Among muscle injuries, 83.9 percent affected muscles from the lower extremities. The sports most prone to muscle injuries were athletics, soccer (football) and weightlifting. Athletics also accounted for 34.6 percent of all tendon injuries.
Eighty-four percent of stress injuries were seen in the lower extremities. Stress injuries were most commonly seen in athletics, volleyball, artistic gymnastics and fencing. Fractures were most commonly found in athletics, hockey and cycling. Nearly half were upper extremity fractures.
"Two peaks of imaging utilization were observed, on the fifth and 12th days of the games," Dr. Guermazi said. "This likely corresponds with the timing of judo and athletics events, with both sports showing high proportional utilization rates.
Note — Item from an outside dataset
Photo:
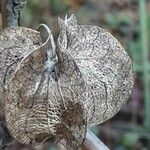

These findings will help to plan for increased availability of imaging services during those expected peaks."
Overall, imaging was used to help diagnose sports-related injuries in 6.4 percent of athletes competing in the Olympic Games. High utilization of ultrasound and MRI implies that organizers of future Olympic programs should ensure wide availability of these imaging modalities.
"Imaging continues to be crucial for establishing fast and relevant diagnoses that help in medical decision making during these events," Dr. Guermazi said.
"Sports Injuries at the Rio de Janeiro 2016 Summer Olympics: Use of Diagnostic Imaging Services." Collaborating with Dr. Guermazi were Daichi Hayashi, M.D., Ph.D., Mohamed Jarraya, M.D., Michel D. Crema, M.D., Roald Bahr, M.D., Ph.D., Frank W. Roemer, M.D., Joao Grangeiro, M.D., Richard Budgett, M.D., Torbjorn Soligard, M.D., Ph.D., Romulo Domingues, M.D., Abdalla Skaf, M.D., and Lars Engebretsen, M.D., Ph.D.